[DSIP-][api-server] dispath the resource to worker-server

Question

[DSIP-][api-server] dispath the resource to worker-server

wangxj3 opened this issue a month ago · comments

Search before asking

I had searched in the DSIP and found no similar DSIP.

Motivation

The file upload by the page of resource ,the file will save by the api-server on server,if there is no worker-server in this server ,and the DS group has no share file system ,it's hard for user to use this file .
通过资源页面上传文件，该文件将通过api服务保存到api所在的服务器，如果该服务器中没有worker-server，并且DS组没有共享文件系统，用户将很难使用该文件。
对于简单实用的用户，应该间可能减少部署成本。
对于核心使用场景，要保证系统的稳定性（包括依赖插件稳定性原因导致的DS集群稳定性）。

Design Detail

No response

Compatibility, Deprecation, and Migration Plan

No response

Test Plan

No response

Code of Conduct

I agree to follow this project's Code of Conduct

github-actions · Answer 1 · Mon Apr 29 2024 11:06:44 GMT+0800 (China Standard Time)

Search before asking

I had searched in the DSIP and found no similar DSIP.

Motivation

The file upload by the page of resource ,the file will save by the api-server on server ,if there is no worker-server in this server ,and the DS group has no share file system ,it's hard for user to use this file .
Upload a file through the resource page, and the file will be saved to the server where the api is located through the api service. If there is no worker-server in the server, and the DS group does not have a shared file system, it will be difficult for users to use the file.
For simple and practical users, it should be possible to reduce deployment costs.
For core usage scenarios, it is necessary to ensure the stability of the system (including the stability of the DS cluster caused by dependence on plug-in stability).

Design Detail

No response

Compatibility, Deprecation, and Migration Plan

No response

Test Plan

No response

Code of Conduct

I agree to follow this project's Code of Conduct

Wenjun Ruan · Answer 2 · Mon Apr 29 2024 21:41:35 GMT+0800 (China Standard Time)

I am -1 to this DSIP.

In standalone mode, users can directly use the local file system. In cluster mode, users can use distribution file system or some shared file system like NFS, the distribution file system is very commonly, this is not an expensive technology.

Back to the implementation, do you understand the complexity of implementing a file system? The only thing I can think of as an implemenration is we broadcast the file to all workers, but this means the cluster will be hard to scaled.

In additional, DS is not must rely on a distribution file system, this is different with spark/flink which is stronge rely on a distribution file system to store the checkpoint data, these systems still don't have plan to implement a file system.

caishunfeng · Answer 3 · Tue Apr 30 2024 09:35:16 GMT+0800 (China Standard Time)

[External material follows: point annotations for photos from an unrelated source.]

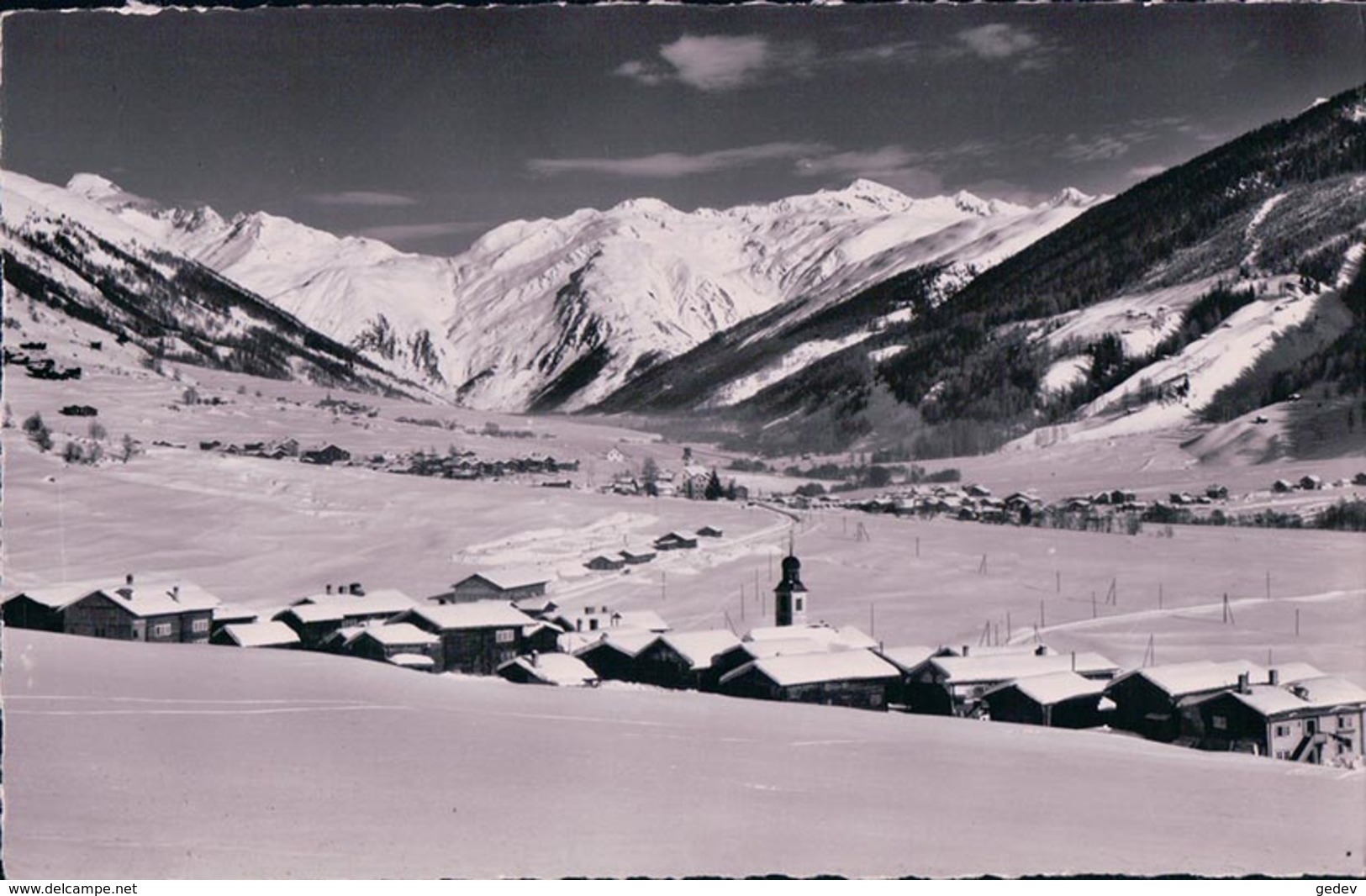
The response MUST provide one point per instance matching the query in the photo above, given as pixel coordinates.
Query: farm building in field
(256, 635)
(682, 660)
(948, 684)
(675, 541)
(386, 642)
(1057, 699)
(1147, 701)
(612, 656)
(159, 611)
(231, 615)
(327, 455)
(1316, 719)
(500, 585)
(150, 611)
(550, 668)
(843, 677)
(476, 638)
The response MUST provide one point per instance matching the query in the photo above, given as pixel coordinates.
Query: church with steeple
(790, 594)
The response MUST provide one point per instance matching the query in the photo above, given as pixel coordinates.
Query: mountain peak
(1071, 197)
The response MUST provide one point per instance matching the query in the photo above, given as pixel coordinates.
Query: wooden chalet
(256, 635)
(1057, 699)
(1316, 719)
(955, 684)
(476, 638)
(675, 541)
(500, 585)
(682, 660)
(1147, 701)
(327, 455)
(557, 670)
(159, 611)
(841, 677)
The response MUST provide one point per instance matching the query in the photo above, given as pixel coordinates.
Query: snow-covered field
(178, 761)
(166, 761)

In cluster mode, users can use distribution file system or some shared file system like NFS, the distribution file system is very commonly, this is not an expensive technology.

+1, DS should pay more attention to its own schedule business, and do not need to add more logic of the basic file system.
This will introduce more unnecessary complexity and maintenance costs.